Page numbers refer to the hardcover edition. Some questions were supplied by the book's publisher.

  1. When they meet, Steve sees Nathaniel simply as a newspaper story, one that can bring attention to LA's Skid Row. What obligations does Steve have-to his paper, to society, to Nathaniel-in reporting that story? How does his role change once the story affects Nathaniel's life?
  2. Readers begin to donate instruments and money immediately after Steve's first article. What do you think compels people to help a stranger? Would people have been as eager to help Nathaniel if Steve hadn't written about him or if Nathaniel had not been a musical genius? What do you think this says about human nature?
  3. Steve struggles to get Nathaniel housing and medical treatment. He encounters at least two philosophies—Carla Jacobs' belief that forcible treatment is needed for people with grave mental illness (p. 93), and Mark Ragins' belief that they should receive support to manage their own recovery (p. 94). How should caregivers and public policymakers make decisions between these opposing viewpoints? Do you agree with Steve's actions? How do they affect Nathaniel's health and happiness?
  4. Although Steve doesn't approach Nathaniel looking for either a friend or a music teacher, he winds up with both. Discuss how their relationship progresses from writer/subject to friendship. Is there a turning point in their relationship that you can identify? Have you experienced something similar in your own life?
  5. Music is a powerful presence in the book. For Nathaniel, the music he plays seems to help him keep his illness at bay. Do you believe there is a link between creativity and mental health or mental illness?
  6. With Steve's help, Nathaniel meets other musicians for the first time in many years. In what ways are his interactions with them different from his relationship with Steve?
  7. Nathaniel attended Juilliard during the 1960s, when its students were predominately white. How much do you think the pressures of being one of the only African-American students at Juilliard contributed to Nathaniel's breakdown?
  8. A visit from his sister is a joyful moment for Nathaniel, but her court appeal to manage his finances sets off his rage. (p. 240) Discuss what Steve and his readers know about Nathaniel's family. Do you believe that family dynamics play a role in mental illness? If you know a family dealing with mental illness, how has that changed your preconceptions?
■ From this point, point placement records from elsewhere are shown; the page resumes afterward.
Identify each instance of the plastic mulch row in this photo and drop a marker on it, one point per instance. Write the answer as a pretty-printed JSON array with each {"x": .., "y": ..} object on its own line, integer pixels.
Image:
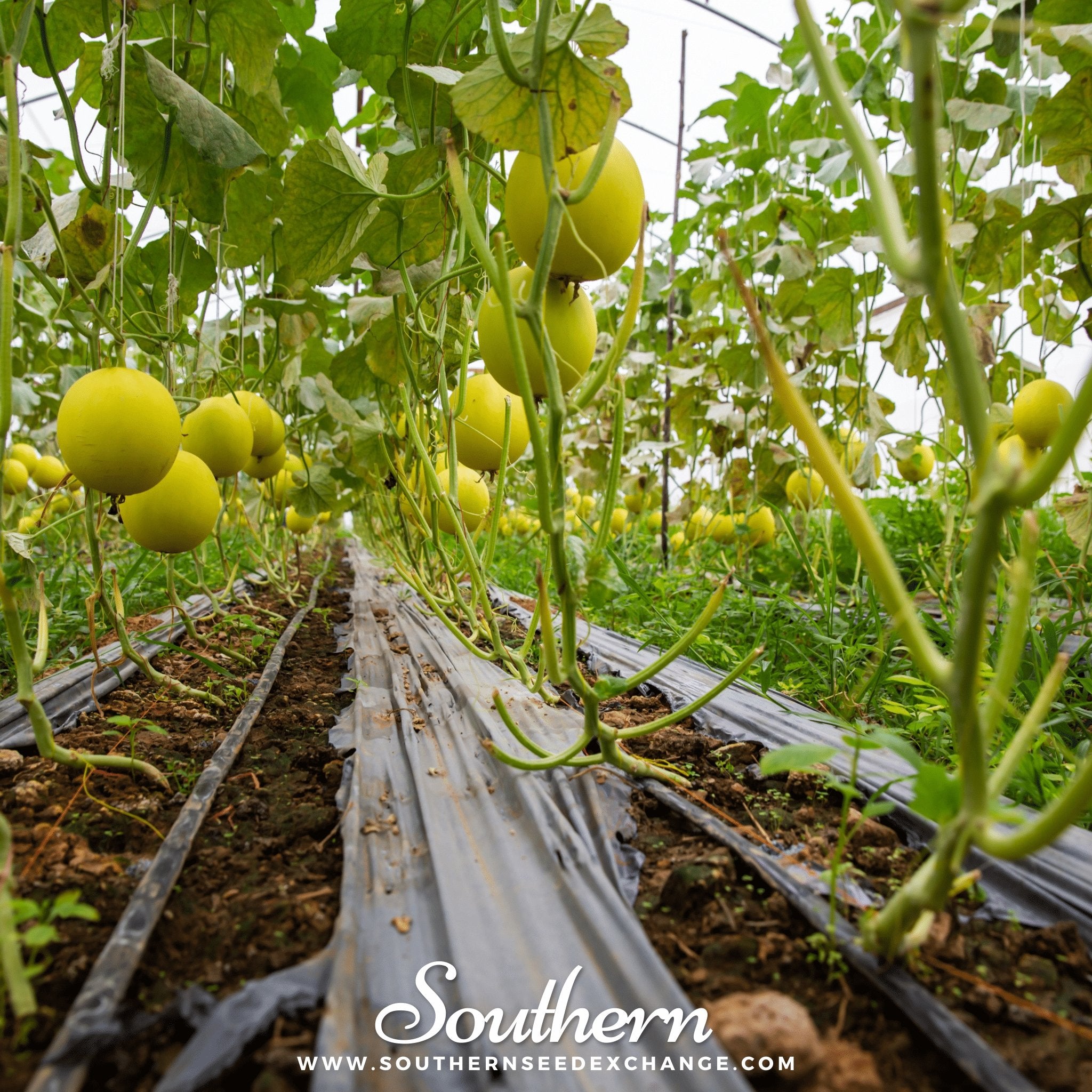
[
  {"x": 1052, "y": 886},
  {"x": 67, "y": 694},
  {"x": 93, "y": 1021},
  {"x": 513, "y": 878}
]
  9. Steve seems ambivalent about the mayor's request to visit Skid Row with him. (p. 119) He also seems deeply conflicted when a downtown resident at an awards banquet accuses him of exploiting Nathaniel. (p. 216) Discuss the issues of exploitation and appropriation raised by the book. What did you think of Nathaniel's request to read Steve's articles about him?
  10. At one point in the book, Steve asks, "Is he happy?" (p. 126) What constitutes happiness for Nathaniel? How does asking this question help Steve to help Nathaniel? Do you think the book has a "happy ending?"
  11. In what ways does Nathaniel's story fit your preconceptions about people facing homelessness, and in what ways has it changed your ideas? In what ways does his story fit your preconceptions about people facing serious mental illnesses, and in what way has it changed your ideas?